CMS assigns LIFE CARE CENTER OF CITRUS COUNTY an overall rating of 2 out of 5 stars, which is considered below average nationally. Within Florida, this rating places the facility higher than 0% of the state's 100 nursing homes. A rating at this level reflects concerns identified through health inspections, staffing assessments, or quality measures that families should carefully consider.

How is Life Of Citrus County Staffed?

CMS rates LIFE CARE CENTER OF CITRUS COUNTY's staffing level at 3 out of 5 stars, which is average compared to other nursing homes. Staff turnover is 46%, compared to the Florida average of 46%.

What Have Inspectors Found at Life Of Citrus County?

State health inspectors documented 12 deficiencies at LIFE CARE CENTER OF CITRUS COUNTY during 2021 to 2024. These included: 4 Immediate Jeopardy (the most serious level, indicating potential for serious harm or death) and 8 with potential for harm. Immediate Jeopardy findings are rare and represent the most serious regulatory concerns. They require immediate corrective action.

Who Owns and Operates Life Of Citrus County?

LIFE CARE CENTER OF CITRUS COUNTY is owned by a for-profit company. For-profit facilities operate as businesses with obligations to shareholders or private owners. The facility is operated by LIFE CARE CENTERS OF AMERICA, a chain that manages multiple nursing homes. With 120 certified beds and approximately 108 residents (about 90% occupancy), it is a mid-sized facility located in LECANTO, Florida.

How Does Life Of Citrus County Compare to Other Florida Nursing Homes?

Compared to the 100 nursing homes in Florida, LIFE CARE CENTER OF CITRUS COUNTY's overall rating (2 stars) is below the state average of 3.2, staff turnover (46%) is near the state average of 46%, and health inspection rating (1 stars) is much below the national benchmark.

What Should Families Ask When Visiting Life Of Citrus County?

Based on this facility's data, families visiting should ask: "What changes have been made since the serious inspection findings, and how are you preventing similar issues?" "Can I visit during a mealtime to observe dining assistance and food quality?" "How do you handle medical emergencies, and what is your hospital transfer rate?" "Can I speak with family members of current residents about their experience?" These questions are particularly relevant given the facility's Immediate Jeopardy citations.

Is Life Of Citrus County Safe?

Based on CMS inspection data, LIFE CARE CENTER OF CITRUS COUNTY has documented safety concerns. Inspectors have issued 4 Immediate Jeopardy citations (the most serious violation level indicating risk of serious injury or death). The facility has a 2-star overall rating and ranks #100 of 100 nursing homes in Florida. Families considering this facility should ask detailed questions about what corrective actions have been taken since these incidents.

Do Nurses at Life Of Citrus County Stick Around?

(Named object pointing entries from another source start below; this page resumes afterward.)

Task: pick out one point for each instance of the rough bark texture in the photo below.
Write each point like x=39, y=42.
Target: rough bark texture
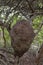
x=22, y=36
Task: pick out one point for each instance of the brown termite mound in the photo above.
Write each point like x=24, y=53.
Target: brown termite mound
x=22, y=36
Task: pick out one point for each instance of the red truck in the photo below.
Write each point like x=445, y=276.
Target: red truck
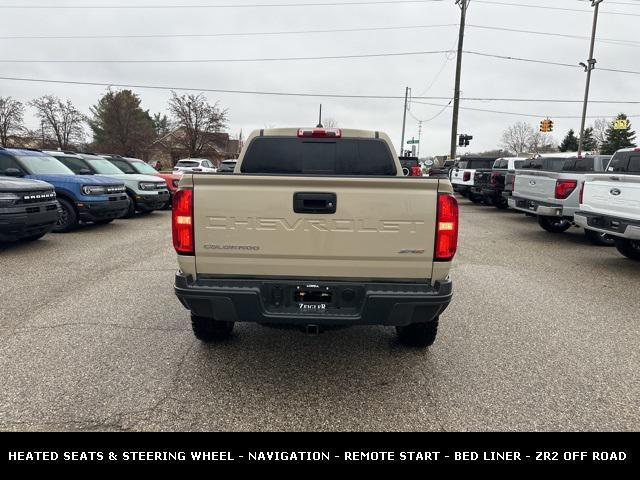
x=172, y=180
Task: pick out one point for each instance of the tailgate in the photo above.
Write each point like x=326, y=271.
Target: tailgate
x=615, y=195
x=383, y=228
x=539, y=186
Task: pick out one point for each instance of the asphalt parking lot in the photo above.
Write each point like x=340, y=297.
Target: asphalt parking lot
x=543, y=334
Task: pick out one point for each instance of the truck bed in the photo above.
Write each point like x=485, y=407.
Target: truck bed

LIFE CARE CENTER OF CITRUS COUNTY has a staff turnover rate of 46%, which is about average for Florida nursing homes (state average: 46%). Moderate turnover is common in nursing homes, but families should still ask about staff tenure and how the facility maintains care continuity when employees leave.

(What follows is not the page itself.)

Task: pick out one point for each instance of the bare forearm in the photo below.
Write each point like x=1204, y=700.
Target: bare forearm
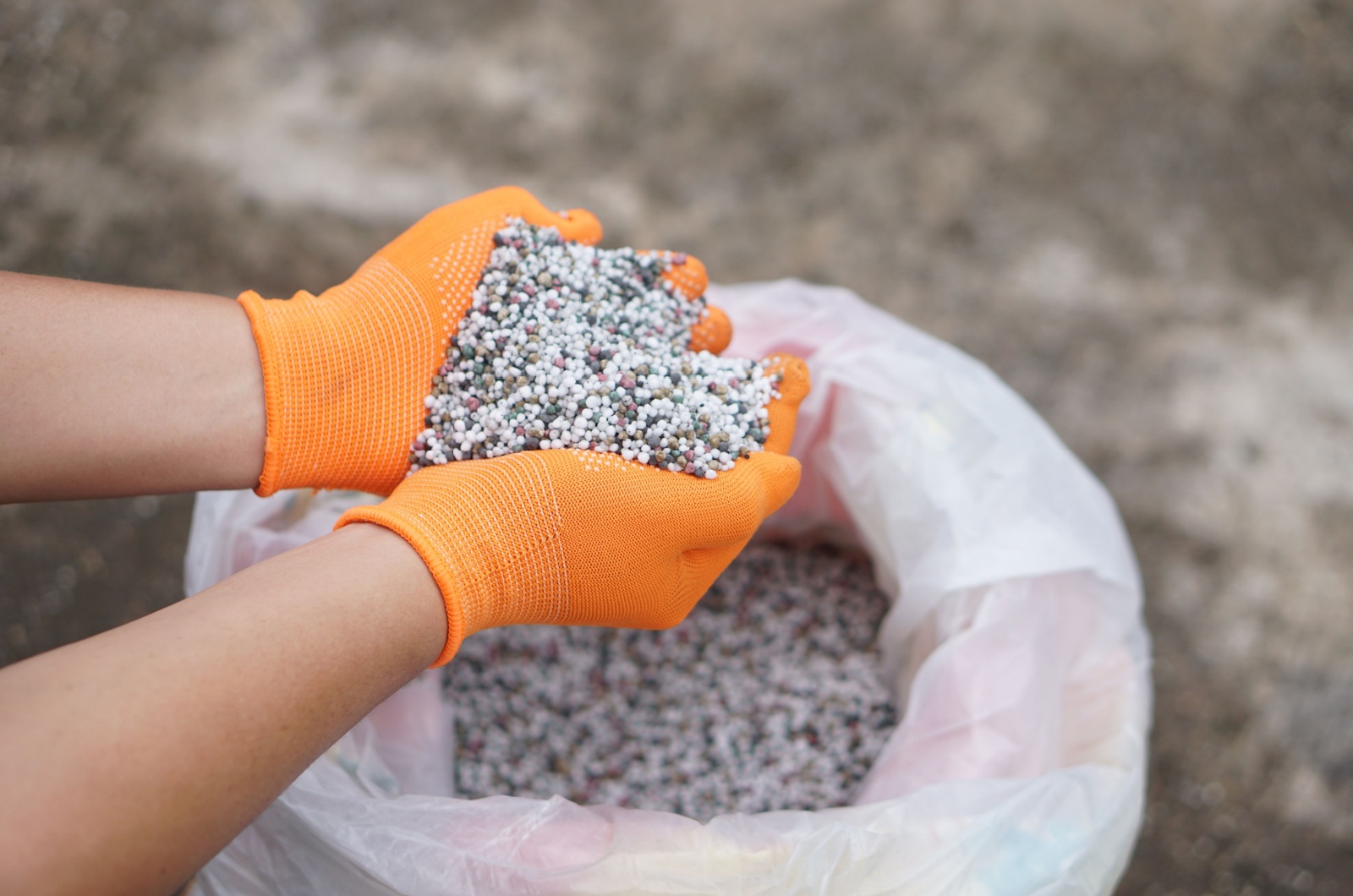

Was Life Of Citrus County Ever Fined?

LIFE CARE CENTER OF CITRUS COUNTY has been fined $125,040 across 1 penalty action. This is 3.6x the Florida average of $34,329. Fines at this level are uncommon and typically indicate a pattern of serious deficiencies, repeated violations, or failure to correct problems promptly. CMS reserves penalties of this magnitude for facilities that pose significant, documented risk to resident health or safety. Families should request specific documentation of what issues led to these fines and what systemic changes have been implemented.

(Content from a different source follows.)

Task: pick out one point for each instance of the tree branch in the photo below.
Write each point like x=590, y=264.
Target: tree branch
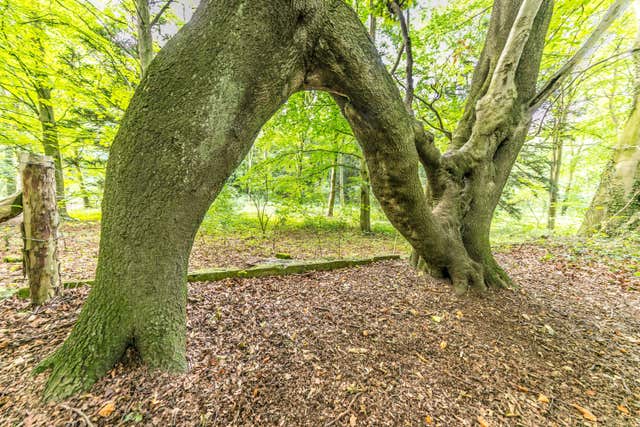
x=586, y=50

Is Life Of Citrus County on Any Federal Watch List?

LIFE CARE CENTER OF CITRUS COUNTY is not on any federal watch list. The most significant is the Special Focus Facility (SFF) program, which identifies the bottom 1% of nursing homes nationally based on persistent, serious quality problems. Not being on this list means the facility has avoided the pattern of deficiencies that triggers enhanced federal oversight. This is a positive indicator, though families should still review the facility's inspection history directly.